Fed Vice Chair Jefferson gave a speech early Tuesday morning that suggested a monetary policy outlook in line with that of most of the rest of the Fed leadership, including Chair Powell. As such we would guess he is among the 9 FOMC participants who anticipate making a further 2 25bp rate cuts by year-end to a median 3.6%, the same outlook that we think is shared by the core of the FOMC.

  • He says "with respect to the path of the policy rate going forward, I will continue to evaluate the appropriate stance of monetary policy based on the incoming data, the evolving outlook, and the balance of risks. I will also consider and assess information about government policies and their effects on the economy."
  • Like the broader Committee, "I see the risks to employment as tilted to the downside and risks to inflation to the upside. It follows that both sides of our mandate are under pressure".
  • But he nods to greater risks to employment, noting "the unemployment rate could edge a bit higher this year before moving back down next year" and "With the unemployment rate at 4.3 percent, the labor market is softening, which suggests that, left unsupported, it could experience stress." As such he supported the September 25bp cut.
  • On the economic landscape: "Recent data indicate that U.S. economic growth has moderated, and the risks to both sides of our dual mandate have shifted.
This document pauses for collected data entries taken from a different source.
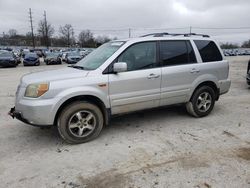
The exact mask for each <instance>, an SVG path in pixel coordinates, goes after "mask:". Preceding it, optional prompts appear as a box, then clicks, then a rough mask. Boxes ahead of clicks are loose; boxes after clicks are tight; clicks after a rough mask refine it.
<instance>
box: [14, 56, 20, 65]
mask: <svg viewBox="0 0 250 188" xmlns="http://www.w3.org/2000/svg"><path fill="white" fill-rule="evenodd" d="M13 55H14V58H15V60H16V62H17V64H20V63H21V57H20V56H18V55H17V54H13Z"/></svg>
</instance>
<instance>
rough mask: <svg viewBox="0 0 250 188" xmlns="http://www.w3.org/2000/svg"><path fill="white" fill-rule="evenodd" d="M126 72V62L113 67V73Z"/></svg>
mask: <svg viewBox="0 0 250 188" xmlns="http://www.w3.org/2000/svg"><path fill="white" fill-rule="evenodd" d="M127 70H128V65H127V63H126V62H118V63H115V64H114V66H113V71H114V72H115V73H119V72H126V71H127Z"/></svg>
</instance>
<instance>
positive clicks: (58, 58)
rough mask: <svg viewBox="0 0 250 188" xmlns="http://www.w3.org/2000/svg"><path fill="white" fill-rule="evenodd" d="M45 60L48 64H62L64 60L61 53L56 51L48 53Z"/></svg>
mask: <svg viewBox="0 0 250 188" xmlns="http://www.w3.org/2000/svg"><path fill="white" fill-rule="evenodd" d="M44 62H45V63H46V64H47V65H55V64H62V61H61V59H60V54H59V53H55V52H54V53H53V52H52V53H47V54H46V57H45V59H44Z"/></svg>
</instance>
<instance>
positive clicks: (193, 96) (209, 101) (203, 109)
mask: <svg viewBox="0 0 250 188" xmlns="http://www.w3.org/2000/svg"><path fill="white" fill-rule="evenodd" d="M214 103H215V91H214V89H212V88H211V87H209V86H202V87H200V88H198V89H196V90H195V92H194V94H193V96H192V98H191V100H190V101H189V102H188V103H187V104H186V109H187V111H188V113H189V114H190V115H192V116H194V117H204V116H207V115H208V114H209V113H210V112H211V111H212V110H213V107H214Z"/></svg>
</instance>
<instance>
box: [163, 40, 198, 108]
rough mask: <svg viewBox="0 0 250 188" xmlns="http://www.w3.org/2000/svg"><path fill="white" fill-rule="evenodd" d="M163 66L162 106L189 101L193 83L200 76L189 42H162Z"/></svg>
mask: <svg viewBox="0 0 250 188" xmlns="http://www.w3.org/2000/svg"><path fill="white" fill-rule="evenodd" d="M160 62H161V65H162V82H161V101H160V105H161V106H164V105H170V104H176V103H184V102H186V101H187V98H188V94H189V93H190V90H191V87H192V83H193V82H194V80H195V79H196V78H197V77H198V76H199V75H200V71H199V64H198V63H197V60H196V57H195V53H194V50H193V48H192V45H191V43H190V41H189V40H167V41H161V42H160Z"/></svg>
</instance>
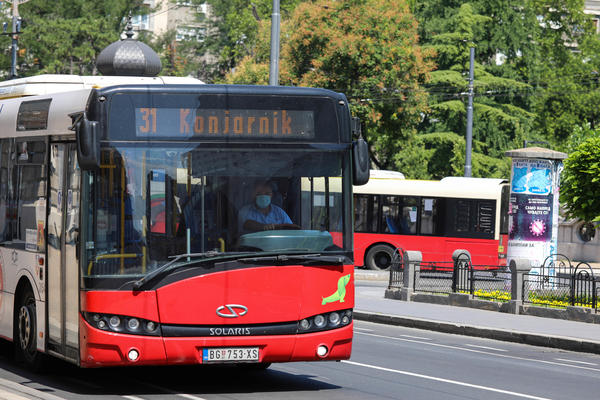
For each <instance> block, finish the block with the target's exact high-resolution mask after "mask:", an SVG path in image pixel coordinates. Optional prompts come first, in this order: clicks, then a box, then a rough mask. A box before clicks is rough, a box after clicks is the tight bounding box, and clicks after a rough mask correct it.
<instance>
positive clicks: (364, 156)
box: [352, 139, 370, 186]
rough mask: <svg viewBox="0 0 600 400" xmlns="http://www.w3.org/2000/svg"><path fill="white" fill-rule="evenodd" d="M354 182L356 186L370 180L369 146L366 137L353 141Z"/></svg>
mask: <svg viewBox="0 0 600 400" xmlns="http://www.w3.org/2000/svg"><path fill="white" fill-rule="evenodd" d="M352 163H353V165H352V166H353V168H352V183H353V184H354V185H355V186H360V185H364V184H366V183H367V182H369V170H370V165H369V164H370V162H369V146H368V145H367V142H365V140H364V139H358V140H356V141H354V142H352Z"/></svg>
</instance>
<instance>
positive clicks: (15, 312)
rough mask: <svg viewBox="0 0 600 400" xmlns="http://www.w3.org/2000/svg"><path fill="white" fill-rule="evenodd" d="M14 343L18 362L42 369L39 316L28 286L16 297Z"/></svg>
mask: <svg viewBox="0 0 600 400" xmlns="http://www.w3.org/2000/svg"><path fill="white" fill-rule="evenodd" d="M15 304H16V305H17V307H16V308H15V322H14V334H13V338H14V345H15V358H16V360H17V362H19V363H22V364H24V365H25V366H26V367H27V368H29V369H30V370H33V371H40V370H41V369H42V365H43V360H42V357H43V355H42V354H40V353H39V352H38V351H37V318H36V307H35V297H34V296H33V292H32V291H31V288H29V287H26V288H24V290H23V291H21V293H20V295H19V296H18V298H17V299H16V303H15Z"/></svg>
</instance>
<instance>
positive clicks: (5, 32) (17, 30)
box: [2, 0, 29, 79]
mask: <svg viewBox="0 0 600 400" xmlns="http://www.w3.org/2000/svg"><path fill="white" fill-rule="evenodd" d="M28 1H29V0H7V3H11V4H12V29H11V31H10V32H9V33H6V27H5V32H4V33H2V34H3V35H10V37H11V39H12V40H11V42H12V43H11V51H10V53H11V63H10V76H9V79H14V78H16V77H17V51H18V50H19V45H18V43H17V41H18V39H19V33H20V31H21V26H20V25H21V21H20V18H19V4H23V3H27V2H28Z"/></svg>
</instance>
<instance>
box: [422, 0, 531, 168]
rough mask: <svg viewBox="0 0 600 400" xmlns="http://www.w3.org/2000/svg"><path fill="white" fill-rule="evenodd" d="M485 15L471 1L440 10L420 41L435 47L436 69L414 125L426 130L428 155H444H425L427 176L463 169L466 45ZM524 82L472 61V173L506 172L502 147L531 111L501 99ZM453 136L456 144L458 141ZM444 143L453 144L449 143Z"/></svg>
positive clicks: (485, 18) (528, 123) (465, 96)
mask: <svg viewBox="0 0 600 400" xmlns="http://www.w3.org/2000/svg"><path fill="white" fill-rule="evenodd" d="M491 21H492V18H490V17H487V16H484V15H479V14H476V13H475V12H474V10H473V7H472V6H471V5H470V4H468V3H465V4H462V5H461V6H460V7H459V8H458V9H457V10H456V12H455V13H452V14H446V18H445V19H444V20H443V22H442V21H440V23H439V26H438V28H439V30H440V31H439V32H438V33H436V34H431V33H430V34H429V35H428V37H429V43H428V44H427V45H426V47H431V48H433V49H434V50H435V52H436V57H435V60H436V62H437V65H438V68H439V69H438V70H436V71H433V72H432V73H431V80H430V81H429V83H428V84H427V88H428V89H429V91H430V96H429V104H430V111H429V112H428V113H426V114H425V117H424V118H423V121H422V123H421V124H420V126H419V131H420V133H421V134H420V135H424V134H429V136H427V138H428V139H427V140H426V141H423V142H422V143H423V144H426V146H427V147H428V149H429V154H430V155H431V156H433V155H438V156H439V155H445V156H446V158H445V160H444V159H440V158H438V157H436V158H434V159H429V162H428V163H427V165H428V174H429V176H430V177H433V178H438V177H443V176H448V175H462V174H463V170H464V164H463V165H461V166H458V165H456V163H457V162H458V161H459V160H462V162H463V163H464V159H465V157H464V152H465V145H464V142H465V140H464V135H465V131H466V123H467V121H466V114H467V113H466V100H467V98H466V93H467V91H468V82H467V79H466V72H467V71H468V69H469V47H471V46H476V45H475V44H474V42H478V40H477V36H476V35H481V32H483V31H486V30H487V29H486V28H488V27H490V26H489V24H490V22H491ZM478 51H479V50H478V49H477V50H476V54H477V53H478ZM482 57H486V56H482ZM528 87H529V85H527V84H523V83H520V82H518V81H516V80H514V79H510V78H505V77H502V76H496V75H494V74H493V73H490V72H488V71H487V70H486V68H485V66H484V65H482V64H480V63H478V62H476V63H475V83H474V93H475V98H474V104H473V106H474V113H473V114H474V121H473V139H474V141H475V145H474V146H473V154H472V174H473V176H484V177H490V176H495V177H508V174H509V168H508V163H507V162H506V160H505V159H504V156H503V154H504V151H505V150H506V149H507V148H508V147H512V146H513V145H514V144H515V143H516V142H518V141H520V140H522V136H523V135H524V132H525V131H526V130H527V129H528V127H529V126H530V125H531V120H532V114H531V113H528V112H527V111H526V110H524V109H522V108H520V107H518V106H515V105H513V104H510V103H509V102H508V101H507V100H514V99H515V98H516V97H518V96H519V92H520V91H523V90H525V89H527V88H528ZM459 138H460V143H462V145H461V146H459V145H458V143H459V140H458V139H459ZM450 143H452V144H453V145H452V146H449V144H450ZM449 161H450V162H449ZM451 166H452V167H451ZM498 174H504V175H500V176H499V175H498Z"/></svg>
Employment growth has slowed because of weaker growth in labor supply and a softening in labor demand. The uptick in the unemployment rate suggests that demand has fallen by a bit more than supply and that the downside risks to employment are rising. Meanwhile, higher tariffs are showing through to higher inflation for some goods. I expect that the effects of tariffs on inflation, employment, and economic activity will further show through in coming months."
  • On inflation, his outlook is relatively benign, noting "core goods prices have been rising, reflecting tariff effects. In contrast, core services inflation, outside of housing, has generally trended sideways this year, while housing inflation appears to be on a gradual downward trend."
  • He says that inflation expectations appear contained and "While tariff-related inflation is apparent in the prices of some goods, it is also notable that it so far has been lower than what many forecasters predicted this spring....I expect the disinflation process to resume after this year and inflation to return to the 2 percent target in the coming years."